Le Festival Phénomena, créé par D. Kimm et sa compagnie « Les Filles électriques », est un festival interdisciplinaire qui a pris la relève du Festival Voix d’Amériques en 2012. Depuis sa création, le festival s’intéresse à la culture sourde et a récemment aidé à créer le collectif l’Œil éveillé, constitué de six artistes sourd·e·s.

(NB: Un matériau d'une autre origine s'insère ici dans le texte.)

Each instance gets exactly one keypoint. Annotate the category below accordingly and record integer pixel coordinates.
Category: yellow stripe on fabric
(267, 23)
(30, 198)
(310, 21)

Les 16 et 17 octobre derniers, le public a pu découvrir sa première création à la Sala Rossa. Après un accueil assuré par des personnes sourdes et entendantes à l’entrée, le public a pu rencontrer les artistes qui ont expliqué leur but dans le cadre du collectif : l’événement visait à créer un dialogue et des échanges entre la communauté sourde et les entendant·e·s, mais surtout de permettre à des artistes de développer leur carrière. Le collectif a aussi pour but de rendre les arts vivants plus accessibles aux personnes sourdes. Tout au long de l’événement, des interprètes en langue des signes québécoise (LSQ) pour les personnes sourdes, des interprètes tactiles pour les personnes atteintes de surdicécité ainsi que des interprètes à voix pour les entendant·e·s se sont succédé·e·s.
Le spectacle a débuté avec la musique de la chanteuse Pamela E. Witcher, suivie par de la poésie signée par Theara Yim, toutes deux sans interprétation en voix, laissant au public entendant le soin d’interpréter lui-même la performance. Ce choix conduit à deux enjeux intéressants : il amène les entendant·e·s dans la salle à comprendre un peu plus ce que ressentent les personnes sourdes, particulièrement dans le cadre des arts du spectacle, et permet une réflexion sur la musique et la poésie qui, comme on le découvre dans ces performances, n’ont pas besoin de son pour transmettre du sens et des émotions.
« Il était intéressant d’apprendre comment les artistes sourd·e·s peuvent transmettre, par leur corps et leurs expressions faciales, des arts que l’on conçoit souvent comme exclusifs au monde sonore »
La poésie de Yim m’a particulièrement touchée. Ses performances portaient notamment sur les liens entre les Premières Nations et les personnes sourdes, sur les rapports à la langue et aux traditions de ces deux groupes, ainsi que sur des thèmes naturels comme la création du monde. Ce qui est marquant dans le travail de Yim, c’est de constater qu’il ne se contente pas d’assembler des signes, mais il les fait danser, il ajoute du mouvement, il chorégraphie le langage d’une manière à le rendre plus vivant et mouvant, donc plus poétique que de simples mots sur du papier. De la même manière, Witcher chante en dansant et combine des signes pour signifier les paroles, mais aussi des mouvements pour indiquer les tonalités de la musique. Il était intéressant d’apprendre comment les artistes sourd·e·s peuvent transmettre, par leur corps et leurs expressions faciales, des arts que l’on conçoit souvent comme exclusifs au monde sonore.
L’événement a aussi présenté une pièce de Jennifer Manning, de Marie-Pierre Petit et de Hodan Youssouf. À travers une réinterprétation du conte de Cendrillon, ces comédiennes ont mis en scène l’évolution de l’accessibilité pour les personnes sourdes à travers les âges. Elles ont notamment fait le choix de souligner l’importance de la LSQ en remplaçant le fameux soulier de vair du personnage par un gant. Le scénariste et comédien Sylvain Gélinas a aussi mis l’accent sur les relations dans les familles sourdes à travers un court-métrage à l’humour décalé qu’il a réalisé avec, entre autres, la participation d’Hodan Youssouf.
L’événement s’est terminé avec une séance de questions-réponses entre le public et les artistes durant laquelle le public a pu assister à un véritable ballet entre interprètes, où ils et elles s’alternaient pour offrir des interprétations au public et aux personnes présentes sur scène, tant et si bien que cela en devenait une performance en elle-même. Du point de vue d’une personne entendante découvrant pour la première fois la culture sourde, cet échange était spectaculaire. Entre les ressources mises en place et les interprètes traduisant la langue des signes américaine (ASL) en LSQ aux interprètes en miroir nécessaires pour que les artistes, l’équipe et le public puissent comprendre à la fois le français parlé et la LSQ, le tout s’organisait de façon naturelle, spontanée et impressionnante.
Dans l’ensemble, cette première création de l’Œil éveillé était, de mon point de vue entendant, une introduction à la culture sourde très poétique et pleine de bienveillance. Un collectif à suivre.